Hamburg. Der frühere Hamburger Bürgermeister Klaus von Dohnanyi (SPD) hat dem Senat seine Unterstützung bei der Lösung des Konflikts um die besetzte Rote Flora im Hamburger Schanzenviertel angeboten. „Wenn der Bürgermeister mich bitten würde, tue ich für ihn alles“, sagte der 85-Jährige dem Abendblatt. Er wolle sich aber nicht aufdrängen.

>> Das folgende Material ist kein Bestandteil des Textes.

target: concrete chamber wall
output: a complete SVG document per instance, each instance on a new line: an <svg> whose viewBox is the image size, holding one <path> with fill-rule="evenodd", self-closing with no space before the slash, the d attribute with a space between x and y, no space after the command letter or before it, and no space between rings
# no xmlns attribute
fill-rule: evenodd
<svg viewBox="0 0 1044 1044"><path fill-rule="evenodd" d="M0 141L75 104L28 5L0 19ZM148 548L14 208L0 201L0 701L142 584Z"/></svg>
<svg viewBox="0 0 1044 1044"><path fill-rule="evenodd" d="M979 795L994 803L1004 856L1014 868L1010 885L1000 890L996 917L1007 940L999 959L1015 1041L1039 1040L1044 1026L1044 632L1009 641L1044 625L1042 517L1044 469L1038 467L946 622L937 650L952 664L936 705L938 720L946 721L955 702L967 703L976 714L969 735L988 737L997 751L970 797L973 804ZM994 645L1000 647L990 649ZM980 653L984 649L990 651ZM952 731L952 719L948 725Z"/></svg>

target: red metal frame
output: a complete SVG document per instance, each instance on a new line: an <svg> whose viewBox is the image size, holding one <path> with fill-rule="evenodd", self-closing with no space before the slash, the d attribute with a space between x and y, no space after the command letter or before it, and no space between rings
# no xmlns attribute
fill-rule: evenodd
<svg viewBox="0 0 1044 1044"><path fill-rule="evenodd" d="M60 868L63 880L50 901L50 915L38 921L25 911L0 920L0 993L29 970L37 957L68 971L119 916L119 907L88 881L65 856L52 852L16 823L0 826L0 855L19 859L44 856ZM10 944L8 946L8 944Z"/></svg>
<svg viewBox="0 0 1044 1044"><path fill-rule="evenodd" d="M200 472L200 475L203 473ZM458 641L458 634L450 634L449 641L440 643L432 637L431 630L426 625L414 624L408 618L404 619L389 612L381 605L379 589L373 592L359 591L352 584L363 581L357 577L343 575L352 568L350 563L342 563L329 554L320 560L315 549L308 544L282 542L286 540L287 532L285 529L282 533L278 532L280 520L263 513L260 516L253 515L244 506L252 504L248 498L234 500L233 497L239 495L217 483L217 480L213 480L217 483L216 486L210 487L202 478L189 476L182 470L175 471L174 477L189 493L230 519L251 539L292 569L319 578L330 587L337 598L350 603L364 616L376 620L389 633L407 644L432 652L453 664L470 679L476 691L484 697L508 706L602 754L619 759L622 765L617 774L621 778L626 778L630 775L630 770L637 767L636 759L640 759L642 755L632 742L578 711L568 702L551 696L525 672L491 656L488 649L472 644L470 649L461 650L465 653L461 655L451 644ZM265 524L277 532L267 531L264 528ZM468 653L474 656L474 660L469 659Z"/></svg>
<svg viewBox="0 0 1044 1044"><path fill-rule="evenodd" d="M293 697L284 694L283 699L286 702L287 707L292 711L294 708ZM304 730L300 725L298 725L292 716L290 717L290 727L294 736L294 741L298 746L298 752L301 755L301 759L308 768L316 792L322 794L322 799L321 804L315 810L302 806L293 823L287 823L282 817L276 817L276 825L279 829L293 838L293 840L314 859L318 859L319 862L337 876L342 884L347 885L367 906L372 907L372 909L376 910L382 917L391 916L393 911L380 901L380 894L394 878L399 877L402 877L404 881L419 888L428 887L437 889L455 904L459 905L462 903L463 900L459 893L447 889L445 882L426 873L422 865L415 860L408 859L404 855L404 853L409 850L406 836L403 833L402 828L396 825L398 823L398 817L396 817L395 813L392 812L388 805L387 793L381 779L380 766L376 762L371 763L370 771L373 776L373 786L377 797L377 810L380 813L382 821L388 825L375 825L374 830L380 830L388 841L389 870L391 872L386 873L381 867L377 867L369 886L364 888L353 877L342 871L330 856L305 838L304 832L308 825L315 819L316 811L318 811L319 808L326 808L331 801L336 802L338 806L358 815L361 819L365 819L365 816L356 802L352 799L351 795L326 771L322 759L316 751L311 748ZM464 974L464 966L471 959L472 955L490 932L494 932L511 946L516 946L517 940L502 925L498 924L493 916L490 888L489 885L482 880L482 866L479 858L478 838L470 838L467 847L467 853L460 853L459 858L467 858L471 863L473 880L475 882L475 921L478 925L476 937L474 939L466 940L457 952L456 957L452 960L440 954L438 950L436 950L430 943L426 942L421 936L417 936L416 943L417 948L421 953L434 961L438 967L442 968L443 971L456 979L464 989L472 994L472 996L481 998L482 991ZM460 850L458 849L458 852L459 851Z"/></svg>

Die Erfahrung für einen solchen Sondereinsatz würde von Dohnanyi fraglos mitbringen: Er war von 1981 bis 1988 Hamburger Bürgermeister, 1987 war es ihm gelungen, den Konflikt um die besetzten Hafenstraßen-Häuser in Hamburg-St. Pauli durch direkte Verhandlungen mit den Besetzern zu lösen. Auch im Konflikt um die Rote Flora plädiert er jetzt für Gespräche. „Man muss mit denen reden, der Senat darf sich niemals zu fein sein dafür“, sagte der Ex-Bürgermeister. Die Welt werde „immer komplizierter und fragiler“, die gesellschaftlichen Bindekräfte nähmen ab, und die Vermögensungleichheit nehme weiter zu. Daher werde es „immer mehr Aussteiger“ geben. „So wie man im 19. Jahrhundert mit der aufkommenden Gewerkschaftsbewegung reden musste, muss man heute auch mit diesen Gruppen reden, auch wenn sie offenkundig Rechtsbrecher sind.“ Auf die Frage, wie man mit den autonomen Besetzern der Roten Flora umgehen solle, sagte Dohnanyi: „Auf jeden Fall keinen Krieg führen, wenn es sich vermeiden lässt. Und man muss jemanden auf deren Seite finden, mit dem man reden kann.“

Über die Ausschreitungen in den vergangenen Wochen sagte der Ex-Bürgermeister: „Das sind Gewalttäter, Staatsfeinde, die den Rabatz lieben. Die spielen Katz und Maus mit Senat und Polizei. Man muss das eindämmen, aber man muss auch wissen, allein mit Gesetz und Staatsgewalt lässt sich kein Frieden herstellen.“ Wenn man miteinander rede, schaffe dies „auf beiden Seiten Handlungsfähigkeit“. Dohnanyi: „Die Kunst besteht immer darin, neue Bewegungen kommunikativ so zu integrieren, dass die Gesellschaft sich weiter entwickeln kann.“

Der Hamburger Senat nahm das Vermittlungsangebot freundlich-zurückhaltend zur Kenntnis: „Der Bürgermeister weiß aus persönlichen Gesprächen mit Klaus von Dohnanyi, dass dieser immer bereitsteht, wenn er gebraucht wird. Das ist gut“, teilte Senatssprecher Christoph Holstein auf Anfrage mit. Generell gelte: „Der Bebauungsplan zur Sicherung eines Kulturzentrums auf dem Gelände ist mit Stimmen der Fraktionen in Altona und Unterstützung des Senats auf den Weg gebracht. Der sogenannte Kulturinvestor hat das Grundstück im Jahr 2001 gekauft, um die Situation um die Flora zu entspannen. Jetzt geht es darum, ihn zu hindern, das Gegenteil zu tun“, so Holstein mit Blick auf den Flora-Eigentümer Klausmartin Kretschmer.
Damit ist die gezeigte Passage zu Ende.